Вскоре портрет прибывает. Он освобождает его от многочисленных слоёв обёртки и водружает на стол перед Николаем Францевичем.

– Недурная парсуна, вы не находите?

Старичок долго рассматривает картину, а затем вдруг ласково дотрагивается до рамы.

– Какие грустные и мечтательные глаза! И какое бледное, измученное лицо!

– Иначе и быть не могло. Это портрет узника, прошедшего пытки, – объясняет он. – Но это единственное правдивое изображение того человека.

– Это и чувствуется, – произносит Николай Францевич. – Сейчас вы выглядите много лучше.

На миг он замирает.

– Причём тут я? Это портрет моего далёкого предка. Парсуна написана в пятнадцатом веке. Хотя… между нами, возможно, есть определённое сходство.

Его скромный домоправитель смотрит прямо ему в глаза и улыбается:

– Конечно, ваше сиятельство, как вам не быть похожим на самого себя?

– А как я могу быть человеком, погибшим четыреста лет назад?

– А разве вы не бессмертны?

***

Проходит минута.

Он кладёт руку на щуплое плечо старичка, который ниже его почти на голову, и железной хваткой стискивает его:

– Каков бы я ни был, вы-то точно бренны, Николай Францевич. Не желаете ли проверить?

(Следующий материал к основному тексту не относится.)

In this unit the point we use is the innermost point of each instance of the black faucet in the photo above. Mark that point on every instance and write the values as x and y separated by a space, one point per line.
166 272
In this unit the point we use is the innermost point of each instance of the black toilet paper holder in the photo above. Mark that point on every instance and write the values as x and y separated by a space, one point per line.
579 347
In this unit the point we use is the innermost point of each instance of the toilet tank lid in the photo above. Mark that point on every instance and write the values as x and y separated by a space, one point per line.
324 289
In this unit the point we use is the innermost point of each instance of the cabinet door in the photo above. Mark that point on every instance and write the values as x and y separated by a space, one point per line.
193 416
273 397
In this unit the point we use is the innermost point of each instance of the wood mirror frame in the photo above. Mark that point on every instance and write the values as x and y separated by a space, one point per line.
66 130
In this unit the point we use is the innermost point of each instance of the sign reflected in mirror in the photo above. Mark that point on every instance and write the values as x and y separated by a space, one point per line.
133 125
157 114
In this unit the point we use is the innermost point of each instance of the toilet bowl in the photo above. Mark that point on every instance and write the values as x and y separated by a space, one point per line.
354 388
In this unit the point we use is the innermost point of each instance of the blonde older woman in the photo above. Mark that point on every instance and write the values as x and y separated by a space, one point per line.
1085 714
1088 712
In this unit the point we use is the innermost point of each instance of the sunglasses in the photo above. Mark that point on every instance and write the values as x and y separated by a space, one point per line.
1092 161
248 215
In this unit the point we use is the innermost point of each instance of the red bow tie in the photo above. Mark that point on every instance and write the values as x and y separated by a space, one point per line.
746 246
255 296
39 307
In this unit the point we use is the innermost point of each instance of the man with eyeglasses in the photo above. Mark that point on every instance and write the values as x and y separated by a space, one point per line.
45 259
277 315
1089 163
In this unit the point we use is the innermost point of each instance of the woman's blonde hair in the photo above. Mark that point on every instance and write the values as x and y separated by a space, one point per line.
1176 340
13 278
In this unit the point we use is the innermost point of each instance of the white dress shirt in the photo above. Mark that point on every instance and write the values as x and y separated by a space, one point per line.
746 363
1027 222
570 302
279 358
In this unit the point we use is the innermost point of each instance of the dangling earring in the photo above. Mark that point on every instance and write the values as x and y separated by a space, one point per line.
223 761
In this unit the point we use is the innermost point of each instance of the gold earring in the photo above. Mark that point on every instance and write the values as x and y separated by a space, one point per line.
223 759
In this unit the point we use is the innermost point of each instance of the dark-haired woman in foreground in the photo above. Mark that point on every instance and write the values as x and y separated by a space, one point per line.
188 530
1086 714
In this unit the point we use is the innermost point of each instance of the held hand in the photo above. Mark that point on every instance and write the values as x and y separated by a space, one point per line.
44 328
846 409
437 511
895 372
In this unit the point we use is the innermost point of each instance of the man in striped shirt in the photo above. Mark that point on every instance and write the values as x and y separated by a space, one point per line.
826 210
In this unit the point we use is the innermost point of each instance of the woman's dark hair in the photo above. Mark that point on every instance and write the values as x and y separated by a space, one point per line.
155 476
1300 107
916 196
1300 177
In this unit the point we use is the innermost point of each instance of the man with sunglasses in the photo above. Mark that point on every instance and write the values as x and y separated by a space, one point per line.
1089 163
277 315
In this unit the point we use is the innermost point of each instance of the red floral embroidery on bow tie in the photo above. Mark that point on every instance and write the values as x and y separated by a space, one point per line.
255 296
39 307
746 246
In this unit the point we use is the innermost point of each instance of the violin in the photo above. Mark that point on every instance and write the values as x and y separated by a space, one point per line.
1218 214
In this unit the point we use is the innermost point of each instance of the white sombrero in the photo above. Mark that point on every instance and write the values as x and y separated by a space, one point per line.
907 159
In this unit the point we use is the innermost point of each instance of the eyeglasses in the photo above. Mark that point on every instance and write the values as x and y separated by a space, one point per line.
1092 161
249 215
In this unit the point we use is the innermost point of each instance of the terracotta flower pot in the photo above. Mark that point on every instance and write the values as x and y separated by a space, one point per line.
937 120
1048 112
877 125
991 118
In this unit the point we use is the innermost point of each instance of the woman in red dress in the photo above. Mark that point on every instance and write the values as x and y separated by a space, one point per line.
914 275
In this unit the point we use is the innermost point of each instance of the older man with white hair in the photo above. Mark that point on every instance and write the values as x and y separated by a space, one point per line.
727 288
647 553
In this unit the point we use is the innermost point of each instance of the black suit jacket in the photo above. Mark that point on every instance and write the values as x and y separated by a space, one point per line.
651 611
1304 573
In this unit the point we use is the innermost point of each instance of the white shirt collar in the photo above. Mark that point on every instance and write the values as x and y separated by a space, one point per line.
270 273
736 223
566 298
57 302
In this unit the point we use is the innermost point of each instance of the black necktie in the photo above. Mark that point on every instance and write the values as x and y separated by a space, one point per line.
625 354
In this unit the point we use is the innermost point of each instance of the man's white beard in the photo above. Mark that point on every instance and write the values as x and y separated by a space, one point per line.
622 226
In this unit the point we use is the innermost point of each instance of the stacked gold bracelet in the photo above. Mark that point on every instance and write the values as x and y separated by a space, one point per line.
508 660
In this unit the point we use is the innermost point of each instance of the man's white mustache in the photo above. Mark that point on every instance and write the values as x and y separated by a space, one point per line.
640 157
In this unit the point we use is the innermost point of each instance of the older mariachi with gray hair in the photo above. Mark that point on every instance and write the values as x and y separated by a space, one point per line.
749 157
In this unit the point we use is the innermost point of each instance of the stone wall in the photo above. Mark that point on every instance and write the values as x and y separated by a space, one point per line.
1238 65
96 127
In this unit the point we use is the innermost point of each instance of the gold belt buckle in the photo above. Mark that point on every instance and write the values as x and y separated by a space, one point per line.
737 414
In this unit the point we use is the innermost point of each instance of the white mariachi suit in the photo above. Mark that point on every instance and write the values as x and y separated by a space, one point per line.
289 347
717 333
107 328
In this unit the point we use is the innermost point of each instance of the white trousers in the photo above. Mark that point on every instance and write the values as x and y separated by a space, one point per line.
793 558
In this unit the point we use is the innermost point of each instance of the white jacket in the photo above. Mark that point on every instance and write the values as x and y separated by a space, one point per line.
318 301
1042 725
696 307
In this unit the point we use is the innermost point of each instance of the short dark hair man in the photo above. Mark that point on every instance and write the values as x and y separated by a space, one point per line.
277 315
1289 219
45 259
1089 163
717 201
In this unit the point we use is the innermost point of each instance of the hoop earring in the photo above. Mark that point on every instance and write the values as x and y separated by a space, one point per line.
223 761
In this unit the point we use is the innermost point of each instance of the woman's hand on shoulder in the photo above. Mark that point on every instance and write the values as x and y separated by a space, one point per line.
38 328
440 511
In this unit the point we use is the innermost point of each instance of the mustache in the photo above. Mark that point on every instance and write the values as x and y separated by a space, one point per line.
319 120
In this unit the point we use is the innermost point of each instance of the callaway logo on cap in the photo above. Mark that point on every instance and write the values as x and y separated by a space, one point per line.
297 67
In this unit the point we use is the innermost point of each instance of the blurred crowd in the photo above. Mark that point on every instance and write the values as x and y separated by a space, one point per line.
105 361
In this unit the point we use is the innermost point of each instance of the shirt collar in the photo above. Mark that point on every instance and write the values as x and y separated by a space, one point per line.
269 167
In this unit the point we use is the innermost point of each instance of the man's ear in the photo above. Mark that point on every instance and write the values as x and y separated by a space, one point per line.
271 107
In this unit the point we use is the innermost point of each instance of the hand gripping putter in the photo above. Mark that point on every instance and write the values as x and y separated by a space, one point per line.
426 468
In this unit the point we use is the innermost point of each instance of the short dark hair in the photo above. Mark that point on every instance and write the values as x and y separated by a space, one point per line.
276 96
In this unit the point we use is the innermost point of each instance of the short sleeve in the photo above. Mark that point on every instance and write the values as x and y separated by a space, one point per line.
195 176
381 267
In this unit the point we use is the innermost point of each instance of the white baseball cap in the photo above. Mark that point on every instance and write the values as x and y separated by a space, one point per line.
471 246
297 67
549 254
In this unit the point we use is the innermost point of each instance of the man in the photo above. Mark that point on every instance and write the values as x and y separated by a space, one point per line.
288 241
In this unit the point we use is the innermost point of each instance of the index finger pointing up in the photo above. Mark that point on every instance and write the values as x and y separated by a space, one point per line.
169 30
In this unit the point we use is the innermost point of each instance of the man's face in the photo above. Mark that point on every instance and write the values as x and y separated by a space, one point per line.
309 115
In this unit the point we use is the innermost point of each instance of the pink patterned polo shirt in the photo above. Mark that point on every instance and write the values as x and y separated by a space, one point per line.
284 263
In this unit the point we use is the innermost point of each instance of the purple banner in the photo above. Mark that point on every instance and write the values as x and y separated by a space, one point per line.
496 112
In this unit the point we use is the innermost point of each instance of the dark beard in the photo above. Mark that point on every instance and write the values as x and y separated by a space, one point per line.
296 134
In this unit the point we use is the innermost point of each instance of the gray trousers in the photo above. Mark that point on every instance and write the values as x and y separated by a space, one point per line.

Голубоглазый чудак качает головой с укоризной:

– И-и, молодой человек, надумали старика пугать смертью… Годы мои всё равно сочтены.

Он чуть ослабляет хватку.

– Николай Францевич, да вы в своём ли уме? Вы же только что заявили сами, что мне четыреста с лишним лет. Какой я вам молодой человек? Да вы в праправнуки мне годитесь.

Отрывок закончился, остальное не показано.